When you see the word “3D” in front of a Hollywood title, you expect a little artistic licence to have been taken. But Mr Varone’s comments on the historical accuracy of the film were not the only negative notes sounded, even leaving aside the reviews – Variety dismissed it as a camp “sword-and-sandals saga”, that would probably appeal to teenage girls and gay men.

This is because some experts believe the last thing the fragile site needs is more tourists grinding it to dust. According to Clementina Panella, an archaeologist at Rome’s La Sapienza university: “Having millions of visitors just stamping around Pompeii or Venice each year causes its own destruction.

“Tourists need to be directed to other less-known places,” she added.

Tourists look at a body cast during their visit the archeological site of Pompeii (Getty Images)

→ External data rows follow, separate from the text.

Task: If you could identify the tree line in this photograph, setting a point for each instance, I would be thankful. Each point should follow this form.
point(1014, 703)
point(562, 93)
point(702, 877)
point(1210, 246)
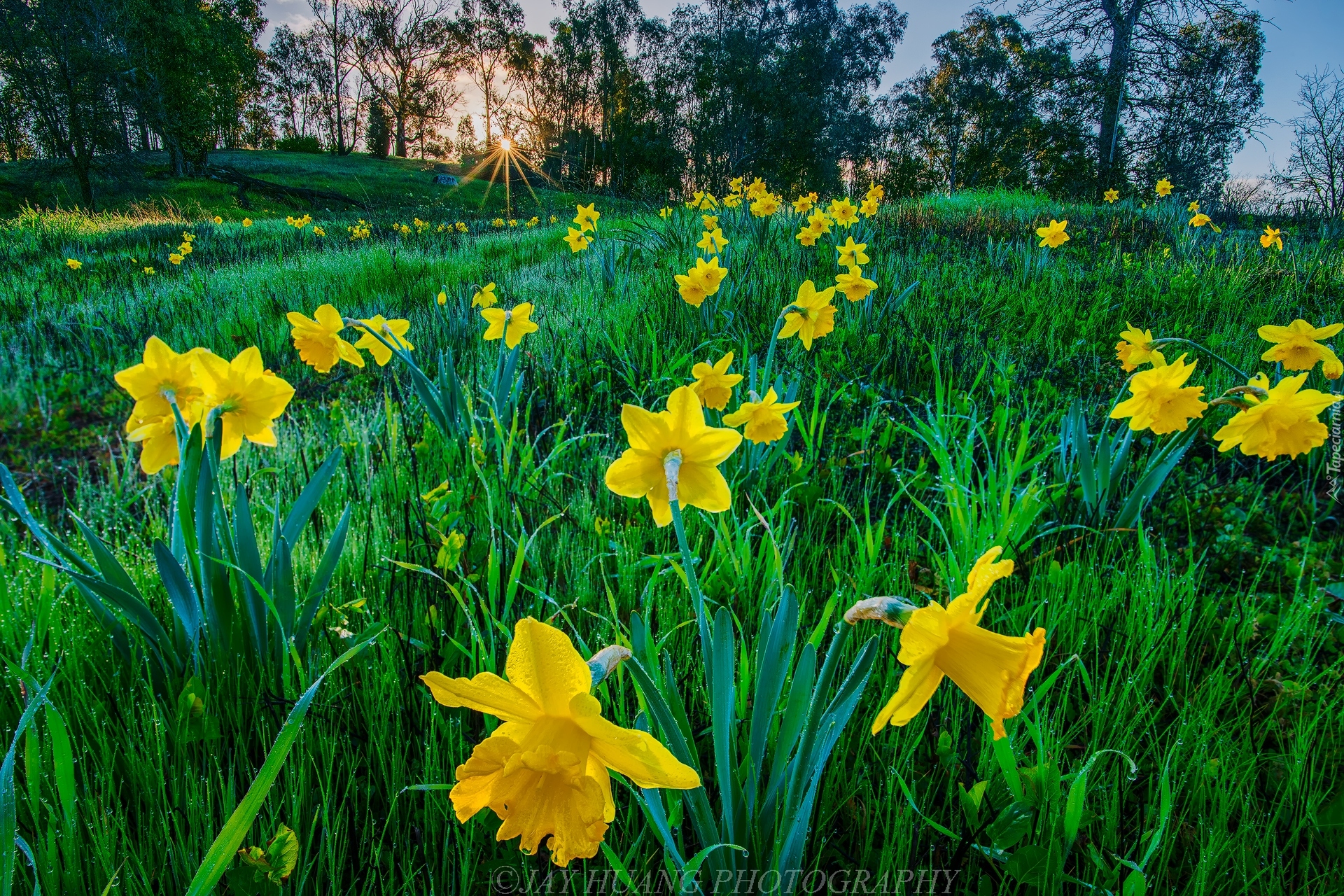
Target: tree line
point(1065, 96)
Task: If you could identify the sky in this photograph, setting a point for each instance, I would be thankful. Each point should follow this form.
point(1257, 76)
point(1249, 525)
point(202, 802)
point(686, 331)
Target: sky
point(1300, 35)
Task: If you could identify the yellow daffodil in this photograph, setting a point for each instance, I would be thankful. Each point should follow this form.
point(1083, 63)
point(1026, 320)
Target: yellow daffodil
point(319, 340)
point(162, 377)
point(1296, 347)
point(765, 206)
point(577, 239)
point(1053, 235)
point(246, 396)
point(854, 285)
point(714, 384)
point(1136, 347)
point(394, 331)
point(1284, 422)
point(764, 419)
point(843, 213)
point(701, 281)
point(511, 326)
point(486, 298)
point(990, 668)
point(851, 253)
point(543, 771)
point(673, 445)
point(713, 241)
point(812, 317)
point(1161, 402)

In 2012, a Unesco report warned that the number of visitors and their careless behaviour was causing considerable damage. It noted that: “Visitors in groups rub against the decorated walls, all too often with their rucksacks, or lean against them to take the best possible photographs.”

For decades Pompeii has withstood the trampling feet of 2.3 million visitors every year. And it is expected to welcome more visitors, with recent restoration work and the reopening of some parts of the site due to boost visits by 300,000 to 2.6 million a year by 2017. What Pompeii needs, said Professor Panella, is intelligent management – in other words, fewer visitors generating the same amount of income.

In addition, the site has not only the weather, but poor management and chronic underfunding to contend with. Observers in the Campania region say the local Camorra mafia is also ready to cream off as much of Pompeii’s financial investments as possible.

In April last year investigators announced a probe into suspected Camorra involvement in Pompeii restoration works undertaken as part of a €105m (£90m) project funded by the Italian government and the European Union.

Some experts say too many tourists visit Pompeii (Getty Images)

EU officials retorted the site’s management had in place “a very strong, anti-mafia infiltration system”.

But other pundits, including Antonio Irlando, the president of the Observatory for Protection of Cultural Heritage in Areas of Crisis campaign group, say concerns about corruption shouldn’t distract attention away from Pompeii’s main problem: a lack of state funds.

Realistically, after decades of neglect, and in a time of economic crisis, there will never be enough government funding. Private sources are the other alternative.

Il Sole 24 Ore, Italy’s respected business newspaper, famously declared in 2010 that the only solution for Pompeii was a private sponsor, which would be allowed to place its logos at the entrance. “Precisely because it belongs to all humanity, its management should be taken away from a state that has shown itself incapable of protecting it,” the newspaper said.

This strategy appears to be working for Rome’s Colosseum, where businessman Diego Della Valle, the man behind the Tod’s footwear brand, is providing £20m to fund a major clean-up and restoration. Commercial Hollywood probably won’t save Italy’s priceless cultural heritage, but bog standard advertising might.